I am not one to dabble in alarmism. This Parliament can withstand arguments, indeed it needs them. However, those who decry democratic institutions and parliaments as a waste of time and who declare the willingness to compromise to be a weakness and, above all, who no longer care about the difference between facts and lies – are interfering with the very foundations of democracy and must be given the benefit of our decisive and common objection as democrats!

The world that we live in has become less secure and more bewildering. This is giving many people cause for concern for the future – the fear of losing control. They become susceptible to the siren songs of those who say this: "Let’s go back and hide behind the familiar ways of our nation! Close the borders, batten the hatches – this is the only way for us to regain our sovereignty!"
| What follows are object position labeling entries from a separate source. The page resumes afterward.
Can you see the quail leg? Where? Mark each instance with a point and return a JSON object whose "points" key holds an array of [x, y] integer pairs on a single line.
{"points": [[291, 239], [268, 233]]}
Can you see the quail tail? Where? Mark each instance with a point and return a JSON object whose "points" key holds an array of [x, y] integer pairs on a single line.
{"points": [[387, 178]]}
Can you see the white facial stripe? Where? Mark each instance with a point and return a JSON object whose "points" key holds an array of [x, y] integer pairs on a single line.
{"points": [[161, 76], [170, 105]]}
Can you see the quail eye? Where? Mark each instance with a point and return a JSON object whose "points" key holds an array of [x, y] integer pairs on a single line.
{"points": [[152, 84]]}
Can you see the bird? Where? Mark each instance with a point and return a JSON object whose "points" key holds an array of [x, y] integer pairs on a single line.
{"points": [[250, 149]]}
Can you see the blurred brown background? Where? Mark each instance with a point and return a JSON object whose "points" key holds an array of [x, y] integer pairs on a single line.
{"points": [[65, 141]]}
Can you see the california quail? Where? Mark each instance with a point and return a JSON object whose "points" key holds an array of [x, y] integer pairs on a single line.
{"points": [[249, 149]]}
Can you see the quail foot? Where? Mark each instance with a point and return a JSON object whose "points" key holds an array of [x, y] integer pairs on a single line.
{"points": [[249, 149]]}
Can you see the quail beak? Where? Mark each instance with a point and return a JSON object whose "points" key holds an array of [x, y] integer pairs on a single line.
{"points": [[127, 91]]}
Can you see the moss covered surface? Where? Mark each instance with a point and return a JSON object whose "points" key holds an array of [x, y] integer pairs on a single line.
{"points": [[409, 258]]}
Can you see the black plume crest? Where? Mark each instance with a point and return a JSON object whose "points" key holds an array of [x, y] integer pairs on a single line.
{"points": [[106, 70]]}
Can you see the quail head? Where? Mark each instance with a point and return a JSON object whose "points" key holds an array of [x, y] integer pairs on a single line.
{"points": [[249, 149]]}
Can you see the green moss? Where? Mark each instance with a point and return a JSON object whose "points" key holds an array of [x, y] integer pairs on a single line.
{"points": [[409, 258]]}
However, it is not only naive, but also irresponsible to lead people to believe that dangers such as terrorism or climate change, which know no borders, can be banished with walls and barriers. It is irresponsible, in a world that is becoming more complicated, to lead people to believe that the answers are becoming simpler. It is wrong to say that a European country can make its voice better heard or can better assert its economic interests in this world on its own and without the EU.

On the contrary, if we don’t make Europe a full-fledged global player, then we’ll all become the playthings of other powers. That is presumably what Michael Heseltine, a British citizen of all people, meant when he said recently in an interview that Brexit is "the biggest sacrifice of British sovereignty" he can remember. His prediction may turn out to be right.
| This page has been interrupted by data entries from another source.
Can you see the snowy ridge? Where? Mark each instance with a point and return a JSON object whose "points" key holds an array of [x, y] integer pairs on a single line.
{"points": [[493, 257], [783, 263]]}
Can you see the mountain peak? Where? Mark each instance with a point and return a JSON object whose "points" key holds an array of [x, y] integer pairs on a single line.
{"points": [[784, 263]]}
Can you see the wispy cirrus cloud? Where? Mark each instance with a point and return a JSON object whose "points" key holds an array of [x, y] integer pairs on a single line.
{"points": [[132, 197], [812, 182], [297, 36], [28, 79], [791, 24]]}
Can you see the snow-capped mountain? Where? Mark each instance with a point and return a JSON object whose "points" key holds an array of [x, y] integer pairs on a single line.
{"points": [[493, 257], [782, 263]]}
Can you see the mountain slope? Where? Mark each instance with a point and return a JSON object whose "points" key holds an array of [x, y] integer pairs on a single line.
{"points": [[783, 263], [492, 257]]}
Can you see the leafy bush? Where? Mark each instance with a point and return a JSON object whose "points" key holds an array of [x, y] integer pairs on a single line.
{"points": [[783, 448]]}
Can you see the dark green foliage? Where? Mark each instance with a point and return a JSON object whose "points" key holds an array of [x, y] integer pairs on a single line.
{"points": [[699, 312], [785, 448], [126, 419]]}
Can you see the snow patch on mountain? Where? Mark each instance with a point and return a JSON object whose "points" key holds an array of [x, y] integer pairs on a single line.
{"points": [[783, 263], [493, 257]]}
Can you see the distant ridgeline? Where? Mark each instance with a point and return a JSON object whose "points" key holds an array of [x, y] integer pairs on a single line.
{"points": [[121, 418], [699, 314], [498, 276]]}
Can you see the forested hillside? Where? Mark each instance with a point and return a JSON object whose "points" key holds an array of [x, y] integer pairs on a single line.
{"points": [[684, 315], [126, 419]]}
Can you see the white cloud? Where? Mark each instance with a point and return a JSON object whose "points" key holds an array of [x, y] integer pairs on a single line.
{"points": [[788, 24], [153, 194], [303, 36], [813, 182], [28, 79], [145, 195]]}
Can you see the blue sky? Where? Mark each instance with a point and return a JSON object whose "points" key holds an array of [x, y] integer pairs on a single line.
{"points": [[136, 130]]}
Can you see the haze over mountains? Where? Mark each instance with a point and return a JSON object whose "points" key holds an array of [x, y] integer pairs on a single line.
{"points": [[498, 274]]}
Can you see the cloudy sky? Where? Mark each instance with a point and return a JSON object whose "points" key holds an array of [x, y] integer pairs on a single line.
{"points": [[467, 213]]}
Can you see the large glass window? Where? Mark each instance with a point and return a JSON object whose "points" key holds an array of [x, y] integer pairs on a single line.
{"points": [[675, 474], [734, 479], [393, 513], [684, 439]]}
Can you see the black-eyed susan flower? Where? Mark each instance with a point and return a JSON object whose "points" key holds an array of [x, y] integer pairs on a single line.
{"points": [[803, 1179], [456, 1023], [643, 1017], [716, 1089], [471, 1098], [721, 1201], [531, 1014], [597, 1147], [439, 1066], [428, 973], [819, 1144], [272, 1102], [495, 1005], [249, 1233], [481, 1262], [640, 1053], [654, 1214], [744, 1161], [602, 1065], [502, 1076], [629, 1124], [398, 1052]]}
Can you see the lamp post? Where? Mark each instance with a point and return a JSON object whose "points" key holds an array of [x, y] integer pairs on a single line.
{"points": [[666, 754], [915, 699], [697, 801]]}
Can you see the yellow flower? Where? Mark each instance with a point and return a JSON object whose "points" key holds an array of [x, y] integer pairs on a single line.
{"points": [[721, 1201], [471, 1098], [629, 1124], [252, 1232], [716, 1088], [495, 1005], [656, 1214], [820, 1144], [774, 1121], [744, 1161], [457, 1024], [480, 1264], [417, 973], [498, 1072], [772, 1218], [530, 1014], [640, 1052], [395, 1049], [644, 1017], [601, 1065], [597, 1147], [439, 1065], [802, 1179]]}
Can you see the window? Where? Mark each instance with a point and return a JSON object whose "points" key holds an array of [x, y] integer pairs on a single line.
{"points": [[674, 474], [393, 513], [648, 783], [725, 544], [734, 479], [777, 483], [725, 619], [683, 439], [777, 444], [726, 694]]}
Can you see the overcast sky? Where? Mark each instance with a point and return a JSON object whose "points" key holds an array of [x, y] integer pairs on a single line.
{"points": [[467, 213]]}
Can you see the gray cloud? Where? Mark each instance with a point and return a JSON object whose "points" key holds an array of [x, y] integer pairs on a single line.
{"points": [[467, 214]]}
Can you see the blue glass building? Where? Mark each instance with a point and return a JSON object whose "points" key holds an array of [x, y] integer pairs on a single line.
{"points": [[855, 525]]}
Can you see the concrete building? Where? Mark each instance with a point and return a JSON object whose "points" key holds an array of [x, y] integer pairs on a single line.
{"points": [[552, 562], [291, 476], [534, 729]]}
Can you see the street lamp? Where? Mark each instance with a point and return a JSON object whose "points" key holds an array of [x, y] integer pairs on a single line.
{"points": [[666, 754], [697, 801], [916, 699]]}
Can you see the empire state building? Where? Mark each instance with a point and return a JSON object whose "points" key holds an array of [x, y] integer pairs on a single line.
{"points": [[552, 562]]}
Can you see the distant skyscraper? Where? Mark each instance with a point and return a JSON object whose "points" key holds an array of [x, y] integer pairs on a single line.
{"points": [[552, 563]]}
"Take back control" – it’s a strong slogan. However, I will venture to say that nationalists won’t deliver on it. This will only happen, if at all, through our collective effort!

If we avoid the temptation to oversimplify;

if, instead of shifting responsibility to Brussels, we jointly assume responsibility;

if we strengthen the internal market and, at the same time, protect and support those who in recent years have borne the brunt of globalisation;

if we focus our efforts on innovation and creativity, so that Europe actively shapes, instead of being on the receiving end of, change – only then can we dry up support for the populists and instead proclaim: We are not handing over sovereignty to Europe. It’s quite the opposite. Only by acting together are we stronger, and do we have more clout in the world!
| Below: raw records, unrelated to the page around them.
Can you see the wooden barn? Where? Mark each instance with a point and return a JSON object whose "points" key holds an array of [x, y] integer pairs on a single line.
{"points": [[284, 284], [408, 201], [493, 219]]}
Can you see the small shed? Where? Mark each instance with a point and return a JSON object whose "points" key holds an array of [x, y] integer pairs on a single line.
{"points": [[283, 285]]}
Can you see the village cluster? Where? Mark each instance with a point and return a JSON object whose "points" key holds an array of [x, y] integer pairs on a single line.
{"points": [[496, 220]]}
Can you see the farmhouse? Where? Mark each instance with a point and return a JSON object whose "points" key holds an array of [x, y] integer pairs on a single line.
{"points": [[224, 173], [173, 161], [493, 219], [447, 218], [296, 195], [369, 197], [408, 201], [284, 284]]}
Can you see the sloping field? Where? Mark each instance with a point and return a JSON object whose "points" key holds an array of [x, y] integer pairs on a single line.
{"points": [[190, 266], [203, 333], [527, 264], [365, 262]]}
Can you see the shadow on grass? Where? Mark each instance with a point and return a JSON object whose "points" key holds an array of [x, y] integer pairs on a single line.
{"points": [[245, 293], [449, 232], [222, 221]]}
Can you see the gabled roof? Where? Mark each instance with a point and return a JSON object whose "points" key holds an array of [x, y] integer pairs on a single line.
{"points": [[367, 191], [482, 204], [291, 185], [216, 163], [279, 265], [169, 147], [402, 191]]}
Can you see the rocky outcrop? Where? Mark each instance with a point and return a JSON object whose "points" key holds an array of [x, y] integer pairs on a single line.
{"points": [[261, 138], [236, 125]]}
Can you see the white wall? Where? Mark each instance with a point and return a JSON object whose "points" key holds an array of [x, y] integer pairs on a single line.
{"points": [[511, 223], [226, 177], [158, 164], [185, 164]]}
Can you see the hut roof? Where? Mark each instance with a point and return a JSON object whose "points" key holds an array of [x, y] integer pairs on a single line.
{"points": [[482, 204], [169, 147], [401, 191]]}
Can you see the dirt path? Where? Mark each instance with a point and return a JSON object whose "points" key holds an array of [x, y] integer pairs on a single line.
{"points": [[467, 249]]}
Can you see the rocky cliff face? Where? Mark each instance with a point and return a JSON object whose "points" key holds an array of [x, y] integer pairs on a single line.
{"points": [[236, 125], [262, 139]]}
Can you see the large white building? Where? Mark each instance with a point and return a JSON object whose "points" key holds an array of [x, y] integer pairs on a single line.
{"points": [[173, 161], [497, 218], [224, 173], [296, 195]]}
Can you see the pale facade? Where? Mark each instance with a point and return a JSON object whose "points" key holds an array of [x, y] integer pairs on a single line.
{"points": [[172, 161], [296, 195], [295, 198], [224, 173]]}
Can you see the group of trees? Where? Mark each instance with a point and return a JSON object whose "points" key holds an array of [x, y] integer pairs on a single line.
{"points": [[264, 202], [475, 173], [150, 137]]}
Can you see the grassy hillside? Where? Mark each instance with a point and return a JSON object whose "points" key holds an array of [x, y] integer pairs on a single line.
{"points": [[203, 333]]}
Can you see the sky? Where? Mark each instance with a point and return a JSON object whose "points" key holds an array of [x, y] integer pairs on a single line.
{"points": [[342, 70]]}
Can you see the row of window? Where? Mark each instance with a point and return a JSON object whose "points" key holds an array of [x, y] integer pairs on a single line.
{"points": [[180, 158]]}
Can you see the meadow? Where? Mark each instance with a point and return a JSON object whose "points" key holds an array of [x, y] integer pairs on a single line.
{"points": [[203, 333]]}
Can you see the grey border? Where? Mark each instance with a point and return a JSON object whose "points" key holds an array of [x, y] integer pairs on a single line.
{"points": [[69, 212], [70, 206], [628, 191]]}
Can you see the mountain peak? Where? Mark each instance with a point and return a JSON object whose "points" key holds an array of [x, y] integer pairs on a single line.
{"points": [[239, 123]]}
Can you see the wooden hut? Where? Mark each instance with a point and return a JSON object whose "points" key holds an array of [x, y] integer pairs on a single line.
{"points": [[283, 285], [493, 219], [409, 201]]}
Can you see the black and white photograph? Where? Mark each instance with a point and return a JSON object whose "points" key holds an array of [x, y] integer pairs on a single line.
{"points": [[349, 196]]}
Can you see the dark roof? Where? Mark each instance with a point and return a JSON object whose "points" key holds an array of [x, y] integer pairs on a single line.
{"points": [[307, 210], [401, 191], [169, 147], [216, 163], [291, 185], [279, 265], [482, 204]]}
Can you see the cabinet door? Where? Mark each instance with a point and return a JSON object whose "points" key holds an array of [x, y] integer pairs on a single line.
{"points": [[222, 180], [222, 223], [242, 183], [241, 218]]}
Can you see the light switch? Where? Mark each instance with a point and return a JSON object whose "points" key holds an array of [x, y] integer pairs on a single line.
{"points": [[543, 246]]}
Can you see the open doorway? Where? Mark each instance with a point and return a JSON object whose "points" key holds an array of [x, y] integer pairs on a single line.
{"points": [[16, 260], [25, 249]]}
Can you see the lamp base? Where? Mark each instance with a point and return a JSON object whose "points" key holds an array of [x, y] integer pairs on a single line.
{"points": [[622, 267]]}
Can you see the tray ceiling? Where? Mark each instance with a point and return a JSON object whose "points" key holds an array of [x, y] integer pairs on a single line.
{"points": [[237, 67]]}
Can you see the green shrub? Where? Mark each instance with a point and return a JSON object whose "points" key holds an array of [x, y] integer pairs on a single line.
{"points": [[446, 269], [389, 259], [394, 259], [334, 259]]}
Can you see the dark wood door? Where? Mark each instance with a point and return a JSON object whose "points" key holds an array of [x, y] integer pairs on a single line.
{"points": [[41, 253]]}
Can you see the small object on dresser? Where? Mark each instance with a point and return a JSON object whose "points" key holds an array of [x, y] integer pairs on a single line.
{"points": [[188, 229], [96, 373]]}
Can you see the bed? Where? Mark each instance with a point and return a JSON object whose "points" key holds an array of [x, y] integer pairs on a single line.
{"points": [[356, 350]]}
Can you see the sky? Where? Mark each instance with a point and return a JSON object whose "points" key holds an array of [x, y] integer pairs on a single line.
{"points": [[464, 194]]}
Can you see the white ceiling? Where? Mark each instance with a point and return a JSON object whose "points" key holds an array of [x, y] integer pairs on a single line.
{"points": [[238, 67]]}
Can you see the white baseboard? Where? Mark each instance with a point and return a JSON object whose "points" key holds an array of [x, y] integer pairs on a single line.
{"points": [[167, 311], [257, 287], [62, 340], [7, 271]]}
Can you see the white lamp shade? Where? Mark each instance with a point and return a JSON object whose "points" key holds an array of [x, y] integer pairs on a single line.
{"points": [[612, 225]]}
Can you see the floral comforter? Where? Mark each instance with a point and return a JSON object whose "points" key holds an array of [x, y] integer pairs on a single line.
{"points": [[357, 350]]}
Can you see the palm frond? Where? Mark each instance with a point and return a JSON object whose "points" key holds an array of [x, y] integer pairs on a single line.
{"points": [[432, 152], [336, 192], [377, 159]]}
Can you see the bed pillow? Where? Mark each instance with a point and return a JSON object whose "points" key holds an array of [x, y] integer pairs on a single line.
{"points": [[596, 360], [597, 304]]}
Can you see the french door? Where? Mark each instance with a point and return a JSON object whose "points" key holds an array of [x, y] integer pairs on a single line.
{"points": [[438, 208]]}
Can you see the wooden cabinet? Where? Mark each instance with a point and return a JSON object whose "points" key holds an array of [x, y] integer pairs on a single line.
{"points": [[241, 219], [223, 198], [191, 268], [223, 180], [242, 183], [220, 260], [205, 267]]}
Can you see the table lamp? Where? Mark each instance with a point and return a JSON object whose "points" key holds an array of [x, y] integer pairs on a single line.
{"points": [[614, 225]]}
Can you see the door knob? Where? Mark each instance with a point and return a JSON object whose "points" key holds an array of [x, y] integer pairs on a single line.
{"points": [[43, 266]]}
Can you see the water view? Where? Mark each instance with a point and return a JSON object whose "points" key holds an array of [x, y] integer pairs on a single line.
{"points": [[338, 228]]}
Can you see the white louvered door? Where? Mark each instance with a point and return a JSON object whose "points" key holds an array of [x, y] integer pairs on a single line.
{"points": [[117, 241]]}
This crisis is our opportunity to finally see Europe for what it is. We can strip away illusion and false optimism, to instead see all of Europe’s strengths and weaknesses. It forces us to answer the question: what kind of European Union – and how much European Union – do we want? The Commission’s White Paper has laid out our options. It’s not yet the solution, but it does make one thing clear: permanent deadlock in the European Union would be the worst feasible outcome!

If we want to jointly make progress, then everyone cannot in the end get everything they want – the problems we face are too complex, and our expectations diverge too much.

Yes, we want a stronger Europe and more European solutions. But we also want to provide leeway to those member states that are not yet able or willing to take further steps towards integration.

Yes, we want to show solidarity for member states that are suffering the consequences of financial and economic crises, and that must initiate difficult reforms. However, European solidarity can only support, and cannot take the place of, national efforts.

Yes, we want to help people who are fleeing war and persecution. However, because our collective resources are limited, we must decide how, and to what extent, each member state has to share this responsibility.

Yes, we want the European Union to have strong internal cohesion. However, we also know that Europe is bigger than the European Union, and if we do not engage with our neighbours to the east and to the south, there will be no sustainable, peaceful order on this continent.

Not a single one of these problems is simple. We must also not ignore people’s worries. But we must remember that those who built Europe grappled with much greater problems. They managed to substitute the negotiating table for the battlefield, and they engaged in peaceful balancing of interests instead of confrontation. They were prudent, and they were guided by reason. In today’s world, which is full of uncertainty, we cannot afford to be any less prudent. The questions we need to address are plain as day – we have a full plate of problems before us. What we’re missing is the courage, and at times the willingness, to find a European solution. We need to change that!

Interests get balanced through argument and debate. That’s what we do in Europe – we debate – and that doesn’t mean we lack cohesion. I, too, for more than 25 years was part of the European political debate – quite often, in fact – and I’ve engaged directly with some of you in such exchanges.

However, when we in Europe argue, we do so on a firm normative foundation. Many questions may be complicated, but we must keep our sights set firmly on our most fundamental and important principles: freedom and democracy, the rule of law and human rights are not negotiable. These principles are enshrined in Article 2 of the Treaty on European Union, and all member states are under an obligation to respect them. It’s at the very core of what Europe stands for. It’s what the rest of the world sees in us, and what many may even be envious of. If we are proud of this fact, and if we want to bear a torch for the rule of law and human rights in the world, then we cannot remain silent if these core values come under attack in the heart of our Union. Europe must raise its voice if civil society, and even academic freedom – as is happening now at Central European University in Budapest – are being asphyxiated.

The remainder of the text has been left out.